De l’usage à l’utilité des méduses

La méduse, une ressource naturelle !

Utilisées pour hydrater les pieds de vignes il y a quelques siècles en Charente, les méduses sont aussi consommées depuis un millénaire par les populations asiatiques. Considérées traditionnellement comme bénéfiques pour la santé, elles ont la réputation de soigner l’arthrite, l’hypertension, les douleurs de dos et les ulcères, d’améliorer la digestion, de remédier à la fatigue, et même d’adoucir la peau.

CONSOMMER DES MEDUSES

Parmi une dizaine d’espèces comestibles, Rhopilema esculentum et Stomolophus meleagris font partie des plats populaires de Chine, même si aujourd’hui c’est au Japon qu’est consommée la moitié des méduses vendues dans le monde.

La méduse séchée est réhydratée par trempage dans l’eau pendant plusieurs heures, avant d’être coupée en lanière et mélangée en salade avec diverses sauces pimentées, légumes, poulet ou autres fruits de mer.

Seules quelques espèces sont comestibles, comme Rhopilema esculentum, dont le nom signifie succulente © Michel Dagnino – Institut océanographique
Le collagène est une protéine qui assure la cohésion, l’élasticité et la régénération des tissus. © Pixabay License

LE COLLAGèNE DES MéDUSES

Le collagène est une protéine essentielle pour la structuration des organismes, et la cicatrisation. 

La maladie de la vache folle a orienté la recherche de collagène vers d’autres animaux que les bovins. C’est ainsi qu’une équipe de recherche de l’Université de Lyon, dirigée par Suzanne Franck, a découvert chez les méduses un collagène très proche du collagène embryonnaire humain de type V.

Ce collagène sert de fausse peau pour les victimes de brûlures, de support de culture en cytologie et se révèle un soin antiride efficace en cosmétologie.

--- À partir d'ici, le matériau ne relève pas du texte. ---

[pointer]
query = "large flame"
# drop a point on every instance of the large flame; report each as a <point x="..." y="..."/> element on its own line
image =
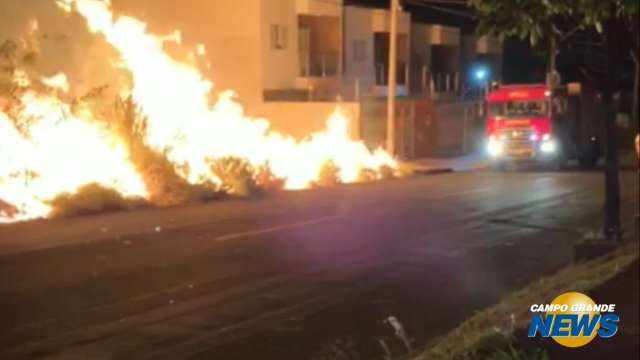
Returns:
<point x="59" y="151"/>
<point x="47" y="150"/>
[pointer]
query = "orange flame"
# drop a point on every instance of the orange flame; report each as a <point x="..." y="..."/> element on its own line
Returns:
<point x="60" y="152"/>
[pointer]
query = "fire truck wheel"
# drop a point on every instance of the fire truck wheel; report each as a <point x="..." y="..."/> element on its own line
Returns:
<point x="499" y="166"/>
<point x="556" y="164"/>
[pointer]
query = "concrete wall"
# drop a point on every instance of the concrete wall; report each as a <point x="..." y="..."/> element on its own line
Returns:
<point x="229" y="30"/>
<point x="361" y="25"/>
<point x="279" y="66"/>
<point x="358" y="23"/>
<point x="319" y="7"/>
<point x="300" y="119"/>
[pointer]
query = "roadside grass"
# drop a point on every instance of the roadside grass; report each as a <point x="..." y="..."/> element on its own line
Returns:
<point x="93" y="199"/>
<point x="489" y="333"/>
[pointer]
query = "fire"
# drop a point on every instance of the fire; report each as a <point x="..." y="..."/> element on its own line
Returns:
<point x="60" y="151"/>
<point x="45" y="150"/>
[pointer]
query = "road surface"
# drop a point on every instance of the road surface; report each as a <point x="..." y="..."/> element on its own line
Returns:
<point x="301" y="275"/>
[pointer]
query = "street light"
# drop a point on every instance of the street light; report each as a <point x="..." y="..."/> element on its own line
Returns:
<point x="481" y="75"/>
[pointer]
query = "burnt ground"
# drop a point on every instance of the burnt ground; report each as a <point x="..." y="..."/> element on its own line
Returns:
<point x="302" y="275"/>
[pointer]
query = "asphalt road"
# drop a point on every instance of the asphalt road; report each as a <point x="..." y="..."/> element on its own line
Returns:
<point x="303" y="275"/>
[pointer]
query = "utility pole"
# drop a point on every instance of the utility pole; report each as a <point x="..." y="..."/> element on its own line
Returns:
<point x="391" y="86"/>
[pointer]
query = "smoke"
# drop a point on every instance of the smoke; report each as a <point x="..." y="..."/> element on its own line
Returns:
<point x="42" y="40"/>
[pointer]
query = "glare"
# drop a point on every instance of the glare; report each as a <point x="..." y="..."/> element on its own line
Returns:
<point x="548" y="147"/>
<point x="495" y="147"/>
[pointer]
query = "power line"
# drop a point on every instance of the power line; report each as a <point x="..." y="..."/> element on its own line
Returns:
<point x="440" y="8"/>
<point x="446" y="2"/>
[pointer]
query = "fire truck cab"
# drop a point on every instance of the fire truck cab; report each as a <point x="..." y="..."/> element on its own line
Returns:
<point x="538" y="124"/>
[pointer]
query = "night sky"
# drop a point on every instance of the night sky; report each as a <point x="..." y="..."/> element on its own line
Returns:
<point x="521" y="63"/>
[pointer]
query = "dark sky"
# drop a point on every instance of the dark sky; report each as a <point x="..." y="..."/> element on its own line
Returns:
<point x="521" y="63"/>
<point x="427" y="14"/>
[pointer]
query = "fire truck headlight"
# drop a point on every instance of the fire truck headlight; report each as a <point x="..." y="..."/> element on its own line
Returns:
<point x="495" y="147"/>
<point x="548" y="147"/>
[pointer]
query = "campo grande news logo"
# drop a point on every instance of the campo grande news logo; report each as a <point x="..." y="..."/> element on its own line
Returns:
<point x="573" y="320"/>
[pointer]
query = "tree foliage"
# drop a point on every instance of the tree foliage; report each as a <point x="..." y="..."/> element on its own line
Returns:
<point x="537" y="19"/>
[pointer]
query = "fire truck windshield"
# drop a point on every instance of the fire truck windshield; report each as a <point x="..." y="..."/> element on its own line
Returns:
<point x="516" y="109"/>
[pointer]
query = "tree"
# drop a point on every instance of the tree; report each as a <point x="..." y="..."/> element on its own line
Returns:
<point x="544" y="19"/>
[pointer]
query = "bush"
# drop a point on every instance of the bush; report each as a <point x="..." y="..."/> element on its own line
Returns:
<point x="92" y="199"/>
<point x="235" y="174"/>
<point x="387" y="172"/>
<point x="267" y="181"/>
<point x="328" y="175"/>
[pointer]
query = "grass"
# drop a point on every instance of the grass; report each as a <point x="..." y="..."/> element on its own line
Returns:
<point x="92" y="199"/>
<point x="469" y="340"/>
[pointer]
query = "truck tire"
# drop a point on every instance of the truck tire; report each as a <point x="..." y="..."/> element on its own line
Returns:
<point x="588" y="158"/>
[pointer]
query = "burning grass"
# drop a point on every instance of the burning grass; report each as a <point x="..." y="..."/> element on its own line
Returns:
<point x="93" y="199"/>
<point x="170" y="142"/>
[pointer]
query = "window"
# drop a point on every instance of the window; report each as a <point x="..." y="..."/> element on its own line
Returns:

LES MÉDUSES, LA CLÉ DE COMPRÉHENSION De l'évolution

De nombreuses méduses s’enkystent quand leur environnement se dégrade.

Il y a une dédifférenciation des tissus, donc une régression, puis une réorganisation due à la présence de cellules souches capables de restructurer le corps de l’animal. Comprendre les mécanismes qui déclenchent l’évolution des cellules souches vers des catégories cellulaires fonctionnelles est là aussi une étape fondamentale.

Peut-être les méduses nous livreront-elles la clé de cette propriété qui se serait perdue au fil de l’évolution ?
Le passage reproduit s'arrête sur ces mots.